Given all conclusions we can deduce from this whole exercise, we can only say that nothing in the facts or circumstances he testified to can really be taken against him precisely because to begin with, not one senator has really asked the more important questions that would have pressed Joc Joc to elicit more relevant and substantive revelations. At the very least, there was not an instance where Joc Joc must have been required to show proof, evidence, fact, or testimony that can pass scrutiny – not a single one. It was not a grilling session altogether but a remarkably cordial, friendly, courteous and sweet process of just getting interviewed before that Senate panel.

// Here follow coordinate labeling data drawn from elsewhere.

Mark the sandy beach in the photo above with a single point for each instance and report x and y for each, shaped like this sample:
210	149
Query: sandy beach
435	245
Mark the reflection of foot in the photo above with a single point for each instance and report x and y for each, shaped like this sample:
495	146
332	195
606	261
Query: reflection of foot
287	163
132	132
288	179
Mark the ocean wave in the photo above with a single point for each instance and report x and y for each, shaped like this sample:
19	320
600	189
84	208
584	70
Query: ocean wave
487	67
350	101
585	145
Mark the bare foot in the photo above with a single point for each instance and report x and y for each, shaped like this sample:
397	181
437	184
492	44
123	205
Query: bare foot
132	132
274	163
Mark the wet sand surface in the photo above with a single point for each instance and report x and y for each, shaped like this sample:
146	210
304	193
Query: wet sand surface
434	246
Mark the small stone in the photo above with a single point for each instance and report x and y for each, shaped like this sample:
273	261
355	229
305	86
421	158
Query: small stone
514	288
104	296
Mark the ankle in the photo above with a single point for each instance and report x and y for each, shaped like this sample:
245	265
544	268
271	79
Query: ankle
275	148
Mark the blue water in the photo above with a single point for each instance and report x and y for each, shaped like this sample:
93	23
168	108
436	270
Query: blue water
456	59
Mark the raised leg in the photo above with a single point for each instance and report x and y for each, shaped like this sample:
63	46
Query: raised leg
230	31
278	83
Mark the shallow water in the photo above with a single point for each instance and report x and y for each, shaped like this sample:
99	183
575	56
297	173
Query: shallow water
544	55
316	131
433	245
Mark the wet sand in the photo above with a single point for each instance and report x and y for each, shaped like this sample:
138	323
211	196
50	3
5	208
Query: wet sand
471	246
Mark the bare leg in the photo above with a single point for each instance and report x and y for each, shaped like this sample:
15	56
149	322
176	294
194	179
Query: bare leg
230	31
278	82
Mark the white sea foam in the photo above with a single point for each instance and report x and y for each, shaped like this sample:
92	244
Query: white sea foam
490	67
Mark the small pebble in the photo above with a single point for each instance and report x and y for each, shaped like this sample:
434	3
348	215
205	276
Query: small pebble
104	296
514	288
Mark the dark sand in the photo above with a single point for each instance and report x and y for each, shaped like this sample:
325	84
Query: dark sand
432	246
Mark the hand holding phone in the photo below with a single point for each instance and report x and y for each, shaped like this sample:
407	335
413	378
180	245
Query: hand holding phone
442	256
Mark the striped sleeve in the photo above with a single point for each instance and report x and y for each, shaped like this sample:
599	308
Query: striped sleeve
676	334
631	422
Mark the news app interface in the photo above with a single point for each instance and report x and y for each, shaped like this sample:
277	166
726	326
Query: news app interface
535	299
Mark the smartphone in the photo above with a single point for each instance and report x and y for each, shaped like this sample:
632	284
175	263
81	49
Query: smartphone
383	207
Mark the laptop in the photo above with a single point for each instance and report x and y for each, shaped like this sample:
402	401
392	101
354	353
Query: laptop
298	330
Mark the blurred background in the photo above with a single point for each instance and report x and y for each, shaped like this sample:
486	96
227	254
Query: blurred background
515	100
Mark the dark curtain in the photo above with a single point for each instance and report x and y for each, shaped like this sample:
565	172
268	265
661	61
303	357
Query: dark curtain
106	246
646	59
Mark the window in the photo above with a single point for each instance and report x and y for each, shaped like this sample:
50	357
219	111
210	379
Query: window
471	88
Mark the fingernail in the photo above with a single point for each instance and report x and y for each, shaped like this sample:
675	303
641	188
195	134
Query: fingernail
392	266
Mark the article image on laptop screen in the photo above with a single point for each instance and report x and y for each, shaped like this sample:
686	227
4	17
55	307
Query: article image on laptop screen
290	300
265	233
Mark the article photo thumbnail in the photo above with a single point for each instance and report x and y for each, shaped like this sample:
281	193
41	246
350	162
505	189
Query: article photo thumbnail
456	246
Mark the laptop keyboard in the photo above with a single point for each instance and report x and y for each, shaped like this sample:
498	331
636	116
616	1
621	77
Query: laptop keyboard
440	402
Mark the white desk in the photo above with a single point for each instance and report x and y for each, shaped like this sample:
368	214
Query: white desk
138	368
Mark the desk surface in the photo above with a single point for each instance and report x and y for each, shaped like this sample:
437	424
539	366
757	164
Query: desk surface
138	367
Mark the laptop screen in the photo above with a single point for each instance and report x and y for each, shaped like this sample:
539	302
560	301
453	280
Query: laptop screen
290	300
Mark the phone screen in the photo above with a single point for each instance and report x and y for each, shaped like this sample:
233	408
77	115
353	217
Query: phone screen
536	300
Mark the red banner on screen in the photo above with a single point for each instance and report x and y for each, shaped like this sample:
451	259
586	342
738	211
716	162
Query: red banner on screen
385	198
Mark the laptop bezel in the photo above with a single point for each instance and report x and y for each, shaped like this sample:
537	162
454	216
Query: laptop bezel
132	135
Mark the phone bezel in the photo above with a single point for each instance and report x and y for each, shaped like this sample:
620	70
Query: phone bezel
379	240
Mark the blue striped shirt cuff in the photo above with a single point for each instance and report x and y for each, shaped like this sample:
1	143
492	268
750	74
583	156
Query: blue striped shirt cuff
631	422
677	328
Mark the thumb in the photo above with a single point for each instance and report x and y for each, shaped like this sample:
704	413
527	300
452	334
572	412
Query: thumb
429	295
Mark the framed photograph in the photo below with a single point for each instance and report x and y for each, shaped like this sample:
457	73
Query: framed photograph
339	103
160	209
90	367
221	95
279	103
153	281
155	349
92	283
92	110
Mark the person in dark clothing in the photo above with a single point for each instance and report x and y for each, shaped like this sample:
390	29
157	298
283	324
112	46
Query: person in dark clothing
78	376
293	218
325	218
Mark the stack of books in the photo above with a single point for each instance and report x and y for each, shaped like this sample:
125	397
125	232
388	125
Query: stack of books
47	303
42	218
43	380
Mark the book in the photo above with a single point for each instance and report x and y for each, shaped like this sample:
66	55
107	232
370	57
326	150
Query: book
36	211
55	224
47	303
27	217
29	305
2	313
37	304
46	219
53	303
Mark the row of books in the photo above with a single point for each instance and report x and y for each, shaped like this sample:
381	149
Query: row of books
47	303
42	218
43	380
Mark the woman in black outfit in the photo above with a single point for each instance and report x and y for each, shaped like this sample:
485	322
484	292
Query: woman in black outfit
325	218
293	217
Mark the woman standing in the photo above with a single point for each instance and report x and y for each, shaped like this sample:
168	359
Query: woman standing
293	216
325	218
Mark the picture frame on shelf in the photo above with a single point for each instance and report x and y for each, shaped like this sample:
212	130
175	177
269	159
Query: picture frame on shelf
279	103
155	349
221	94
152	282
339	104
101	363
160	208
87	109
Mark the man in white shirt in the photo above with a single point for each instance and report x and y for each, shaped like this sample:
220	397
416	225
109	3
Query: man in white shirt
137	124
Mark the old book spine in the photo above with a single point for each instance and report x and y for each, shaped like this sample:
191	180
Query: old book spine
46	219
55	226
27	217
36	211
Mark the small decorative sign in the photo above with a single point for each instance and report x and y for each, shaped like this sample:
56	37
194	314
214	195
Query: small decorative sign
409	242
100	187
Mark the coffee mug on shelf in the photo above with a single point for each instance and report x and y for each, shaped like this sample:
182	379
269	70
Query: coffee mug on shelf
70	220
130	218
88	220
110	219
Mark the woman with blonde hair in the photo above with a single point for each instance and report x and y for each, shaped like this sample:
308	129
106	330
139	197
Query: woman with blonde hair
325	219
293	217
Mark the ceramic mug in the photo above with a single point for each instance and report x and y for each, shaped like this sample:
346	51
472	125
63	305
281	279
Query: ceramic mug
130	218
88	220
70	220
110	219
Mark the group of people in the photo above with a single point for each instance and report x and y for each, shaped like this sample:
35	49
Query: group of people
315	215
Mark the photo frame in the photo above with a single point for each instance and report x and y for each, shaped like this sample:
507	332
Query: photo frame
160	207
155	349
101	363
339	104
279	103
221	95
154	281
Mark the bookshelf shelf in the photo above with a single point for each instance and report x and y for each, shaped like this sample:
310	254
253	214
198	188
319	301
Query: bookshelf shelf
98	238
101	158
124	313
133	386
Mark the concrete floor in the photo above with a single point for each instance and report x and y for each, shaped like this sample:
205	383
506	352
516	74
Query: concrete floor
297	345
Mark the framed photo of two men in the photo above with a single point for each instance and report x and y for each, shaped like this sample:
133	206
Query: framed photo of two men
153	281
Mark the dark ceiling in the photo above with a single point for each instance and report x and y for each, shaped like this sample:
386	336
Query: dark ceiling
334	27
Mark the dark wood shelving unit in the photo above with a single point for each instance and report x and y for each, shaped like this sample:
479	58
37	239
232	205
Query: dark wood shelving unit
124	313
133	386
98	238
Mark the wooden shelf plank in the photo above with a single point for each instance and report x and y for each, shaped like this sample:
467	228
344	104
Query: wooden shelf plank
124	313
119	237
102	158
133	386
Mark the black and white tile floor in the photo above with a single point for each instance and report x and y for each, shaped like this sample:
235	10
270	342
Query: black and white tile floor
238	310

Where signs indicate, the poverty of any kind of Senate inquiry leaves nothing more to be desired. We all know that at the end of the day, when every senator would have been asked to vote whether or not Joc Joc should be found guilty of malversation of public funds, perjury, plunder or whatever, the votes will point to Joc Joc’s way out of the crimes imputed to him. It is grossly injurious to all taxpayers to realize that after all is said and done, Joc Joc will come out of the supposed-to-be torture chamber with the verdict that no penalty can ever be applied to him due largely to the fact that case building has not been pushed hard enough to prove his guilt beyond reasonable doubt. RP is doomed!